Partout dans le département de Mbour, les populations râlent du fait d’un bradage de leurs terres et d’une spoliation foncière dans certaines communes du département. Dans plusieurs communes, des problèmes sont soulevés qui mettent à dos administrateurs et administrés. Dans la majeure partie des cas, c’est des investisseurs qui viennent pour produire sur des hectares que les populations détiennent. Ce qui déclenche souvent une rude opposition entre les représentants de l’Etat et les populations qui leur opposent une résistance farouche, souvent même violente, au risque d’ameuter les forces de l’ordre. Diass, une commune virtuelle, étouffée par les projets de l’Etat Il y a quelques mois, à Diass, les jeunes du quartier Sakirack sont sortis massivement pour interdire des travaux de terrassement dans la seule partie capable de permettre une extension du quartier tenaillé entre la route nationale n°1, l’aéroport international Blaise Diagne et la Zone économique spéciale. Il s’agit d’un espace de 31 hectares immatriculés au nom de l’Apix qui en aurait rétrocédé 5 à un investisseur. Mais ce n’est pas le seul problème dans la commune de Diass

Selon Moussa Sène, habitant de la commune, “on peut citer le pôle urbain Daga-Kholpa qui prendra sur les terres des cultivateurs 2 870 ha ; les 4 000 ha de Ngossé ; il y a également le problème du futur port de Ndayane qui va prendre la moitié de l’assiette foncière de la commune et qui va nécessairement impacter des villages comme Mbayard, Saméthie et Raafo’’. Il ajoute : “Après ces premiers cas, il y a aussi les 55 ha de Boukhou concernant un lotissement administratif qui nuit à toute la population. Ensuite le centre d’enfouissement technique qui devait retourner à la population après l’échec du projet et qui malheureusement est pillé par des individus. L’autre problème, c’est celui des gros-porteurs à côté de Kandam. Un projet qui a été transféré à Diamniadio et dont la population réclame l’espace depuis lors, en plus des 31 ha que les habitants de Sakirack réclament pour en faire une extension de leur quartier’’.

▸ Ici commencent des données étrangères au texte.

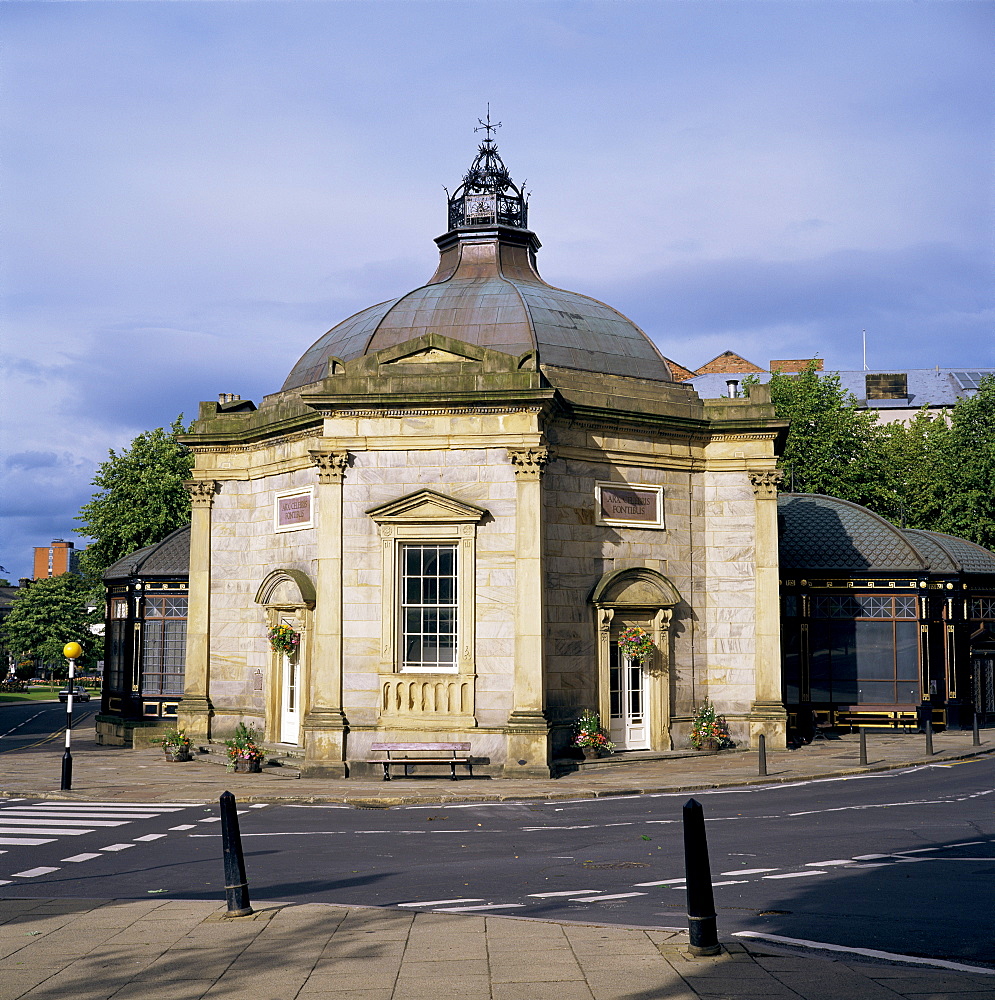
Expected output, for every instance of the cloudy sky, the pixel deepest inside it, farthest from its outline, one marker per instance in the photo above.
(193, 192)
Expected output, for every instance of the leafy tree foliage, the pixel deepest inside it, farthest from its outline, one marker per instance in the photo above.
(937, 473)
(47, 615)
(140, 498)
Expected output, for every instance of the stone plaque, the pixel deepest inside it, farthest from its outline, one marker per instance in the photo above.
(634, 505)
(293, 510)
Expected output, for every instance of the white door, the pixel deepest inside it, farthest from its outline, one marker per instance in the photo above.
(629, 727)
(290, 701)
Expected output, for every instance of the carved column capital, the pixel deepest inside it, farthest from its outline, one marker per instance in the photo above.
(331, 465)
(765, 483)
(529, 463)
(202, 491)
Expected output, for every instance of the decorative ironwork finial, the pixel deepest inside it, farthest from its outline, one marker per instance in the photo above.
(487, 195)
(486, 126)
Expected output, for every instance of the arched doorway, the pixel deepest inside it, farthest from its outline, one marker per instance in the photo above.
(634, 696)
(983, 674)
(287, 597)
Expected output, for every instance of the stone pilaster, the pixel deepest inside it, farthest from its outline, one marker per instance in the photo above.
(767, 714)
(325, 722)
(195, 710)
(528, 729)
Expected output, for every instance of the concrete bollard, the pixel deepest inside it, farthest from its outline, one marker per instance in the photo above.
(701, 905)
(236, 884)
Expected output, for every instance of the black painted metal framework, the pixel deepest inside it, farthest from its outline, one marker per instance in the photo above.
(487, 196)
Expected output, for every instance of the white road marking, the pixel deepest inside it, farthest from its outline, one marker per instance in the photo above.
(600, 899)
(486, 906)
(18, 821)
(574, 892)
(442, 902)
(586, 826)
(867, 952)
(60, 832)
(143, 806)
(8, 815)
(34, 872)
(749, 871)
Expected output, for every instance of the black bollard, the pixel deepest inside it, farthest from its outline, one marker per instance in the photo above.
(236, 885)
(701, 906)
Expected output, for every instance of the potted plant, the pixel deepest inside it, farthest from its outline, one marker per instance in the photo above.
(708, 730)
(283, 639)
(244, 754)
(176, 745)
(590, 737)
(636, 643)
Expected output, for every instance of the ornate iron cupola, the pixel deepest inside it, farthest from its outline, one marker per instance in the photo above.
(487, 196)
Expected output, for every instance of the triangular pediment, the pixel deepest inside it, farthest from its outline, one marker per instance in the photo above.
(427, 505)
(428, 356)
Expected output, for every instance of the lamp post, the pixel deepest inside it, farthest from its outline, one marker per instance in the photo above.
(72, 651)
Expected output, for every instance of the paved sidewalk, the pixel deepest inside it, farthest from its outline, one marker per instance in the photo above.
(187, 950)
(118, 774)
(184, 950)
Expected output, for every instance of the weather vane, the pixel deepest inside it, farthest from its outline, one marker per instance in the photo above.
(486, 125)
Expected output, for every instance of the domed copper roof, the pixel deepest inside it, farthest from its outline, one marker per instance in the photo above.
(488, 292)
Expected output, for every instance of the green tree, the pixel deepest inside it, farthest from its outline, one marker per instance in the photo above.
(833, 447)
(50, 613)
(968, 464)
(140, 499)
(915, 461)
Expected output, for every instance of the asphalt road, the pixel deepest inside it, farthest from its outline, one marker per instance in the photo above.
(899, 861)
(39, 725)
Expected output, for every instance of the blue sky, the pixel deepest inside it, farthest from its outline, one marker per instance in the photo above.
(193, 192)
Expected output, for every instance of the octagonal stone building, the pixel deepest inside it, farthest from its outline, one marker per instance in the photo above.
(457, 500)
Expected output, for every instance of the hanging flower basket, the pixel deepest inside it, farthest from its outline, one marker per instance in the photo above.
(635, 643)
(708, 730)
(283, 639)
(590, 737)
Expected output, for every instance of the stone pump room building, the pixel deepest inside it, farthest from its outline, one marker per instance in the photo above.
(457, 501)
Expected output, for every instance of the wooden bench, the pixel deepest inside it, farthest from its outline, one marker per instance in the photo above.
(882, 716)
(428, 753)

Selon Moussa Sène, Diass est devenue “une commune virtuelle où il n’y a plus de terres pour habiter. Pour cultiver, n’en parlons même pas’’. Dans ce sens, il déplore l’attitude des autorités locales qui ne donnent aucune information à la population. On ne peut pas comprendre les autorités locales. On ne peut pas comprendre que des projets comme le port de Ndayane, dont la moitié de l’espace appartient à la commune de Diass et que jusqu’à présent, personne ne peut te donner une explication claire. Il a fallu que la population aille dans la rue pour avoir certaines informations. Pour les 55 ha de Boukhou, la mairie est impliquée, pour ne pas dire qu’elle est complice avec l’investisseur qui est poursuivi. Dans le centre d’enfouissement technique, ce sont les agents de la mairie qui se partagent les terres’’, dénonce-t-il.

Dans la commune de Sindia, le maire est indexé dans plusieurs litiges fonciers

A quelques encablures de Diass, se trouve Sindia. Une commune née avec l’acte 3 de la décentralisation. Là-bas aussi, plusieurs cas sont notés. Sindia est, en effet, l’une des communes qui passent inaperçues dans le département de Mbour. D’abord, du fait de son découpage administratif très alambiqué, mais aussi et surtout, du fait de l’absence d’infrastructures visibles pour son développement.

Par contre, ses terres suscitent une véritable convoitise de la part des investisseurs. Le célèbre problème des 300 ha opposant l’homme d’affaires sénégalais Babacar Ngom et les populations des villages de Djilakh et de Ndinglèr reste toujours entier. Seydina Diouf est membre d’un collectif appelé Andd aar commune de Sindia. “Le maire est complice dans cette affaire, puisque je suis témoin d’une discussion entre lui et celui à qui on a donné les terres. Ce dernier disait clairement au maire que c’est lui-même qui l’a emmené jusqu’à l’espace en question’’, révèle-t-il.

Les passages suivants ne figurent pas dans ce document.